20 January 2007

Cure For the Common Cold

Sick days are a luxury not part of the bargain of being a sawmill worker around here. Both the union and the bosses have long figured that the workers who produce their salaries would use each and every sick day recovering from alcohol poisoning. While that was certainly the case decades ago, the logic is weak in an age where dope, not alcohol, is King.

Because we have no sick days when we get sick we go to work. Why take a day off without pay when you can take a day off when you are feeling perfectly well?

When I returned to work from vacation there were a few people working with obvious upper respiratory infections. They were the guys blowing snot out of their nose onto the mill floor, into the river, out their car window onto the parking lot in the morning.

Rollie was one of the first to get sick. He visited me in the first aid room because he got a nose bleed from blowing his nose for two weeks straight. "Motherfucking colds! Why do you always have to get fucking sick when your credit card is maxed and the bill collectors are phoning you every day?"

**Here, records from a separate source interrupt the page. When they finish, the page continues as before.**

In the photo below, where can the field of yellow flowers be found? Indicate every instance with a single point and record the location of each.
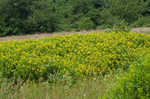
(79, 55)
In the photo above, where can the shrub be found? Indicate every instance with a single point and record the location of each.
(77, 55)
(135, 84)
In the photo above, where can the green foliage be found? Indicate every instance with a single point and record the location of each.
(77, 55)
(142, 21)
(30, 16)
(135, 84)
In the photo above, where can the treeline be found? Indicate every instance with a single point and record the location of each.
(32, 16)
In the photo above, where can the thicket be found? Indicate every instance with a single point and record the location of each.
(31, 16)
(135, 84)
(75, 55)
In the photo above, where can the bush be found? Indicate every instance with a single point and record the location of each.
(142, 21)
(77, 55)
(135, 84)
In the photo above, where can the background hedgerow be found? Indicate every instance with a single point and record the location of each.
(76, 55)
(133, 85)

I told him, "Maybe you would not get them after Christmas if you did not weaken yourself with too much gravy, coke and booze. What do you tell the bill collectors?"

Rollie managed a muffled laugh. "My wife told them I have terminal cancer and if they will just hold on a bit my life insurance from the mill will cover everything."

Rollie then shook his fat head as he held his nose and bled into the pan he held between his knees. He probably did wish he had terminal cancer right now. January is like that. I could still see him and his greedy army of coke buddies snorting coke off his hot water heater at his Boxing Day bash. While the quality of consumer goods gets worse and worse, the quality of street drugs gets better and better.

Now about three quarters of the guys at the mill are wandering around like zombies on every combination of cold medications and other medications you can think of. And I will soon be helping them enrich the cold medication companies, for I feel a tickle in my throat as well this morning. My only hope of destroying the disease is tonight's perfect combination of scotch and beer. The old dog for winter's hard road.